A cidade de Madrid é um espaço urbano com todas as mazelas da grande metrópole. Apesar da relativa segurança que permite o povo de andar pelas ruas mesmo pela madrugada, é fácil perceber a concretude da crise que se abate por quase todos os países da Europa. Entre os jovens há um tremendo pessimismo a ponto de muitos deles estarem vivenciando sua diáspora, abandonando o país em busca de melhores espaços para ganhar a vida. “Não temos casa, nem emprego, nem futuro. Por isso nos resta apenas duas opções, ou sair ou lutar. Alguns já se foram e a gente está aqui, resistindo, buscando mudar as coisas”, afirmava um dos indignados, na passeata de domingo, 13 de novembro. Essa angustia de um futuro não sabido também aparece no número elevado de moradores de rua, coisa que até bem pouco tempo era uma exceção. Agora, por todas as ruas, ali estão os desalojados, dormindo sobre folhas de papelão, e em cada bar do centro da cidade peregrinam os pedintes em busca de moedas e pão.

A crise que consome o povo espanhol não é nova, mas só começou a aparecer a partir da luta dos despejados do setor imobiliário. De repente, por conta do não pagamento das hipotecas as famílias foram obrigadas a abandonar as casas e os apartamentos financiados junto aos bancos. O trabalho escasseou, a economia desacelerou e o dinheiro sumiu. Sem casa e ainda com uma dívida enorme para pagar, as pessoas decidiram lutar e foi aí que começaram as marchas e os protestos dos desalojados. Esse movimento colocou à nu uma situação que se escondia sob a velha cantilena da mídia que anunciava serem esses manifestantes apenas caloteiros de plantão. Quando o banco começou a bater na porta, as pessoas foram se dando conta de que isso poderia passar com qualquer um e que a falta de pagamento não era por safadeza ou preguiça, mas porque o emprego havia sumido. Hoje, na Espanha, a cifra de desempregados passa dos cinco milhões, o que representa 20% da população ativa.
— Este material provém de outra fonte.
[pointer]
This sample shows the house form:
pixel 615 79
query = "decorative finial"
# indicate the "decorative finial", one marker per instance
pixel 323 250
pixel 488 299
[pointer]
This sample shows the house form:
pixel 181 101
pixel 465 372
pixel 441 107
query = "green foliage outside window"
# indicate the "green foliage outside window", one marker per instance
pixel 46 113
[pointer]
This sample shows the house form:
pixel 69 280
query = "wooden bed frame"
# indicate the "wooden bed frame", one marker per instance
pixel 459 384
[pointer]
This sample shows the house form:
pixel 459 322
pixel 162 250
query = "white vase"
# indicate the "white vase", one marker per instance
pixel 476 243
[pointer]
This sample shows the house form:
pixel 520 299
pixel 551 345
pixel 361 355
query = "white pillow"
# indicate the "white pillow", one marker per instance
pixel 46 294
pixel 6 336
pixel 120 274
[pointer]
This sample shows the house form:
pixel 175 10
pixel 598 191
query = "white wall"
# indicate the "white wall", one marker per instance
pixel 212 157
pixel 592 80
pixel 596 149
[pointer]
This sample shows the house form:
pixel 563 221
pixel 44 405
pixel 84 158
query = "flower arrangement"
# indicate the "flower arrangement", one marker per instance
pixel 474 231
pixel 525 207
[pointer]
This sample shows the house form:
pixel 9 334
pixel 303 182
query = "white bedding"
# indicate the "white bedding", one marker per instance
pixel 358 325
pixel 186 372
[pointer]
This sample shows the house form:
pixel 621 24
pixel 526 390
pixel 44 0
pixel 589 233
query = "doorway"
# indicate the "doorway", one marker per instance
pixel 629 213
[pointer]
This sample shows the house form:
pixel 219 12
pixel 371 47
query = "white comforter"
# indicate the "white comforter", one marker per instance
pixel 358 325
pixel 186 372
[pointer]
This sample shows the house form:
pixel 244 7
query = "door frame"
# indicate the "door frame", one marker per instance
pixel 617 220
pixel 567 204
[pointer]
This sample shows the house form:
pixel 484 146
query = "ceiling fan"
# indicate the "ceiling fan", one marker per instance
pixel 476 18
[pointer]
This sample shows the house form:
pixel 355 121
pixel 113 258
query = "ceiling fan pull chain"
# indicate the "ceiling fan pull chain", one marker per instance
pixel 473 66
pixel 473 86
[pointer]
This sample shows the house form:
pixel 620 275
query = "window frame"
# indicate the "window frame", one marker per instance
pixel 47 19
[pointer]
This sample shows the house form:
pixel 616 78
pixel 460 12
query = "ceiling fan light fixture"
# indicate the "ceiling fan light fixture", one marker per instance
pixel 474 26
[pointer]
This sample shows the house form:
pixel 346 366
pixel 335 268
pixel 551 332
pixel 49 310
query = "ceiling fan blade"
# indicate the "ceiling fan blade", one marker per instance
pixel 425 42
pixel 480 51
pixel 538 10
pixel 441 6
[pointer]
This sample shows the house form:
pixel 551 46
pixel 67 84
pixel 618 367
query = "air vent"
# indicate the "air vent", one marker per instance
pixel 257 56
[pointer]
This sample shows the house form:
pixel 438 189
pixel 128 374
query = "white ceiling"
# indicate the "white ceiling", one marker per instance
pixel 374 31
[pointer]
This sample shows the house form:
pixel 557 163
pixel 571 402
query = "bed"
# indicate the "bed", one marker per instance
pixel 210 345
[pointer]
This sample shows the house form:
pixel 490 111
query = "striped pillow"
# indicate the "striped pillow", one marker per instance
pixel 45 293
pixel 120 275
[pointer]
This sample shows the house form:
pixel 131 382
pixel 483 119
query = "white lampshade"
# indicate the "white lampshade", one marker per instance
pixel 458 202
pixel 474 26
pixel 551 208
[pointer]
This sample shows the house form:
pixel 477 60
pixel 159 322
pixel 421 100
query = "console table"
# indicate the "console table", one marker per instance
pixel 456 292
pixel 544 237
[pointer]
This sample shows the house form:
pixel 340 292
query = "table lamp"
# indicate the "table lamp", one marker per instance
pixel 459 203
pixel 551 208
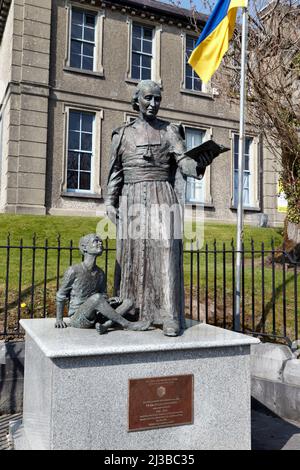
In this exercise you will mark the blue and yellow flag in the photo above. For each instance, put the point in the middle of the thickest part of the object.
(214, 40)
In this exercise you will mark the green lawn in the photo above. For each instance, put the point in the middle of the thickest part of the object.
(22, 300)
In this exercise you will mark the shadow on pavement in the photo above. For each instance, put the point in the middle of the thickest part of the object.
(270, 432)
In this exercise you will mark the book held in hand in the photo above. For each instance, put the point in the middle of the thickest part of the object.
(208, 146)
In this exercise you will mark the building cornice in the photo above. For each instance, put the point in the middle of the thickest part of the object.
(4, 9)
(153, 9)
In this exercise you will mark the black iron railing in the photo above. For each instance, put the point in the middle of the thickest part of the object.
(30, 275)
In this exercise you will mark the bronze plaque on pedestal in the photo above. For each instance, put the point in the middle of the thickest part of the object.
(159, 402)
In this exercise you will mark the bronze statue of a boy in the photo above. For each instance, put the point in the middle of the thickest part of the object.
(84, 286)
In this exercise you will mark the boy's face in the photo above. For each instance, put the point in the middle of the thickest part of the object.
(95, 246)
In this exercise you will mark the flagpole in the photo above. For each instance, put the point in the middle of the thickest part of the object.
(240, 209)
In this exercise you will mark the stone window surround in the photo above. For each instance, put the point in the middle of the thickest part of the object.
(208, 200)
(206, 87)
(96, 190)
(157, 31)
(254, 170)
(99, 37)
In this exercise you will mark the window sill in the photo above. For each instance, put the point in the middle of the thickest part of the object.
(82, 195)
(247, 209)
(202, 94)
(84, 72)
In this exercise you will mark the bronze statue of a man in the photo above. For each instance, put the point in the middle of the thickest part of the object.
(145, 156)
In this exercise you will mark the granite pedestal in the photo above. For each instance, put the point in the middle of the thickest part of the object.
(76, 388)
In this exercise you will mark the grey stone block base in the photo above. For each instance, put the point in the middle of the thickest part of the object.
(76, 388)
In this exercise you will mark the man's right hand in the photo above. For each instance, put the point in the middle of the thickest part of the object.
(60, 324)
(112, 213)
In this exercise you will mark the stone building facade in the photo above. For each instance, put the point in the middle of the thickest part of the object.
(67, 73)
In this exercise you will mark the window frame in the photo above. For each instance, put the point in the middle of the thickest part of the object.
(206, 90)
(141, 53)
(98, 69)
(156, 50)
(254, 202)
(194, 74)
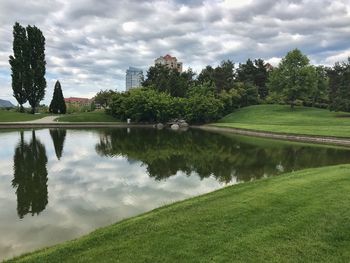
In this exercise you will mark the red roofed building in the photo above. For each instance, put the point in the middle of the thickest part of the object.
(74, 101)
(170, 62)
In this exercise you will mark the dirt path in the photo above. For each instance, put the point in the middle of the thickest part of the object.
(48, 119)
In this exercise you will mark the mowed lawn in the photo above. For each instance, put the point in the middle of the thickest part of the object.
(95, 116)
(282, 119)
(12, 116)
(298, 217)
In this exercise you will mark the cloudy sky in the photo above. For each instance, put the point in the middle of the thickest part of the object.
(90, 43)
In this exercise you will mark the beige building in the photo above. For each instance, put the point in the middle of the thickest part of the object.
(170, 62)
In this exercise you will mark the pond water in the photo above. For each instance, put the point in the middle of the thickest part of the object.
(58, 184)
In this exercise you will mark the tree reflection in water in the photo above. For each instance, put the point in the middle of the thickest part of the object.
(58, 137)
(225, 157)
(30, 176)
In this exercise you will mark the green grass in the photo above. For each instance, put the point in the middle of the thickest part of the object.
(282, 119)
(13, 116)
(95, 116)
(298, 217)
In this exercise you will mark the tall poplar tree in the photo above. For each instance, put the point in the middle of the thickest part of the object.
(36, 91)
(57, 104)
(28, 65)
(19, 63)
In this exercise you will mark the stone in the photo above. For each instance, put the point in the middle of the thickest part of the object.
(175, 126)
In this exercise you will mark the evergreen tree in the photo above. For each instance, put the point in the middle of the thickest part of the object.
(254, 73)
(19, 63)
(57, 104)
(294, 78)
(36, 91)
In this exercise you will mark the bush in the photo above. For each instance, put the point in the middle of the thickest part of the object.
(146, 105)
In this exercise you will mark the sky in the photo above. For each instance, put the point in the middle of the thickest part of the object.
(91, 43)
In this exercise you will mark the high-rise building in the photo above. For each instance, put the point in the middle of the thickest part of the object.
(170, 62)
(133, 78)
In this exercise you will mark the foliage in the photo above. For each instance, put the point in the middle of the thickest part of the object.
(339, 86)
(294, 78)
(36, 91)
(28, 65)
(256, 74)
(58, 104)
(221, 77)
(104, 98)
(170, 81)
(147, 105)
(20, 65)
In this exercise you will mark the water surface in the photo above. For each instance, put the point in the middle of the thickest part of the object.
(58, 184)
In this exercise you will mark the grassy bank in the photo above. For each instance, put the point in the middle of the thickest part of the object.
(281, 119)
(95, 116)
(299, 217)
(13, 116)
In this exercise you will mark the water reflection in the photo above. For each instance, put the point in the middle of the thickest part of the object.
(164, 153)
(30, 176)
(106, 175)
(58, 137)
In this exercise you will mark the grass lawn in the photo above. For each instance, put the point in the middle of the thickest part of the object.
(280, 118)
(12, 116)
(95, 116)
(298, 217)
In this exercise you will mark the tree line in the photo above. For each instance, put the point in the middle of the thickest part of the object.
(28, 67)
(217, 91)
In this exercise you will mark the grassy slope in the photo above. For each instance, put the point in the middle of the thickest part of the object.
(95, 116)
(298, 217)
(280, 118)
(12, 116)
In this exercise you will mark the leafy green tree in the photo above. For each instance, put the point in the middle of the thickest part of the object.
(339, 86)
(36, 91)
(28, 65)
(58, 104)
(319, 95)
(203, 109)
(254, 73)
(206, 77)
(164, 79)
(221, 77)
(104, 98)
(295, 78)
(19, 63)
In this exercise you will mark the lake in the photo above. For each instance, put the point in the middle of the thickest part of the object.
(57, 184)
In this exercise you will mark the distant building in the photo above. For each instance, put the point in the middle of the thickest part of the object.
(79, 102)
(133, 78)
(170, 62)
(6, 104)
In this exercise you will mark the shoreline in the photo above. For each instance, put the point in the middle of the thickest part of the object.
(23, 125)
(280, 136)
(326, 140)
A vertiginosa escalada da luta dos desalojados encontrou guarida no movimento “juventude sem futuro” que já se articulava em várias universidades do país. Saídos da faculdade os jovens viam suas possibilidades de emprego se desmanchar no ar e o Estado, antes benfeitor, já não lhes garantia qualidade de vida. Era preciso fazer alguma coisa. Enquanto isso, no mundo árabe, iniciavam as revoltas por democracia, tais como em Túnis e no Egito. As praças se enchiam, as gentes se levantavam em rebelião. Foi o estopim para que as gentes espanholas espremidas pelo sistema capitalista em crise decidissem fazer sua própria luta. Assim, os desalojados, os jovens sem futuro, os militantes sociais de outros movimentos que desde há muito vinham organizados foram para a praça. Só que aí já não estavam mais sós. Juntaram-se a eles multidões de indignados. Pessoas que tinham um grito guardado na garganta e que viam que era hora de soltar. “Foi uma coisa muito incrível porque a gente, que estava sempre nas lutas, quando ia para uma marcha já sabia quem ia encontrar. E de repente, a gente não conhecia ninguém. Era uma maravilha”, conta Érika Gonzáles, da organização Paz con Dignidad.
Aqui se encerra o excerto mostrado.